We want to combine each measurment on a plot so that the line drawn through the data fits well and produces coefficient estimates \(\hat \beta_0\) and \(\hat \beta_1\). Each measurement (\(i\)) is represented with \(y_i \approx \hat \beta_0 + \hat \beta_1 x_i\) for \(i = 1,2,...,n\). The ideal result will be a line that fits all points closely. The measure of closeness has many topics of interest, but the most common method is to minimise the least squares.
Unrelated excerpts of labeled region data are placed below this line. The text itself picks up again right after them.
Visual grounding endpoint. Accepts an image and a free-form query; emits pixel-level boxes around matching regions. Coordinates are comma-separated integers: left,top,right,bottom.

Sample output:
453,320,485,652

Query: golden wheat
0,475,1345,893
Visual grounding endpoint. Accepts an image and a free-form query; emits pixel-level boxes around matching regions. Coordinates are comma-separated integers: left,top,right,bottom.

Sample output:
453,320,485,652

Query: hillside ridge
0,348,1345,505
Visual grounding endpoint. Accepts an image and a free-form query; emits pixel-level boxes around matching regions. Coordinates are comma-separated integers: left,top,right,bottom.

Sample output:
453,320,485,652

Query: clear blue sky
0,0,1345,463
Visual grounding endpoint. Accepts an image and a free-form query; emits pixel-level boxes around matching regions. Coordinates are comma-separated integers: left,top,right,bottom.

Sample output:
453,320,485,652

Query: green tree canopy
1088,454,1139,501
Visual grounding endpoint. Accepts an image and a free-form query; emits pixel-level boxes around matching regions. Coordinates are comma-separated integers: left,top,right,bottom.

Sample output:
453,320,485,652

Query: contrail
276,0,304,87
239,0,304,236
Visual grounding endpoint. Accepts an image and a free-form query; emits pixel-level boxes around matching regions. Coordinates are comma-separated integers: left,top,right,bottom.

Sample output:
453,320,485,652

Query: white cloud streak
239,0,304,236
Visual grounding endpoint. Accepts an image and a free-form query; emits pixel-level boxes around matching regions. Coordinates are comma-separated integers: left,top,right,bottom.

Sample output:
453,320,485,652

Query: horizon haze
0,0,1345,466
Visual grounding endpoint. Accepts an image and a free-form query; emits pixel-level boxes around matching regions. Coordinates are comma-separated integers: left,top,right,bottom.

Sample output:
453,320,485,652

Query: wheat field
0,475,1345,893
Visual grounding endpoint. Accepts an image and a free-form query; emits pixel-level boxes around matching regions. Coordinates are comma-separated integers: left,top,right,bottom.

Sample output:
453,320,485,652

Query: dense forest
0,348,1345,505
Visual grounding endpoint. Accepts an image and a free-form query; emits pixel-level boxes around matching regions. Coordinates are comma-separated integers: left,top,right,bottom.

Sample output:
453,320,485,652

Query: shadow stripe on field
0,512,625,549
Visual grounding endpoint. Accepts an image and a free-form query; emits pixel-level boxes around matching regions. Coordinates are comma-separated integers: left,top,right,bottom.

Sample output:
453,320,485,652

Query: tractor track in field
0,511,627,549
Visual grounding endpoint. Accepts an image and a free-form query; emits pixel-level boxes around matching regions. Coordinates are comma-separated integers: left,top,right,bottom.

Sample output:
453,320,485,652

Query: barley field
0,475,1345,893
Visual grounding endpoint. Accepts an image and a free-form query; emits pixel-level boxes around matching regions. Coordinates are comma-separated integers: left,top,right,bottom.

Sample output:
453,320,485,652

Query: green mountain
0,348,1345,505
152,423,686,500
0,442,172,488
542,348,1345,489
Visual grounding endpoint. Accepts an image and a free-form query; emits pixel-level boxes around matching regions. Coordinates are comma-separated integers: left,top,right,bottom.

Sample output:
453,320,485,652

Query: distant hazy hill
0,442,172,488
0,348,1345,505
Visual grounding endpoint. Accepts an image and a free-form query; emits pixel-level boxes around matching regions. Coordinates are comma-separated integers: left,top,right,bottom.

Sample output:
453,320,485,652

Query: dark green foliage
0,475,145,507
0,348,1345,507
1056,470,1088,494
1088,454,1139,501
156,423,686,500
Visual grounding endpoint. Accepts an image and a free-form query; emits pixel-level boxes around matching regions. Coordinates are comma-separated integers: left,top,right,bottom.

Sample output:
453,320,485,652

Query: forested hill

\(e_i = y_i - \hat y_i\) represents the \(i\)th residual - the difference between our \(i\)th response according to our model versus the true \(i\)th observed response. The residual sum of squares (RSS) is written as \(\label{eq4}\tag{4} RSS = e^2 _1 + e^2 _2 +...+ e^2 _n\)

$$ RSS = (y_1-\hat\beta0-\hat\beta_1x_1)^2+(y_2-\hat\beta_0-\hat\beta_1x_2)^2+...+(y_n-\hat\beta_0-\hat\beta_1x_n)^2. $$

The least squares method uses \(\hat\beta_0 and \hat\beta_1\) such that RSS is minimised. The minimisers are as follows

\[\label{eq5}\tag{5} \hat \beta_1 = \frac{ \sum_{i=1}^{n} ( xi -\bar{x} ) (yi - \bar{y} ) } {\sum_{i=1}^{n} ( xi -\bar{x} )^2 }\] \[\hat\beta_0 - \bar{y} - \hat\beta_1 \bar{x}\]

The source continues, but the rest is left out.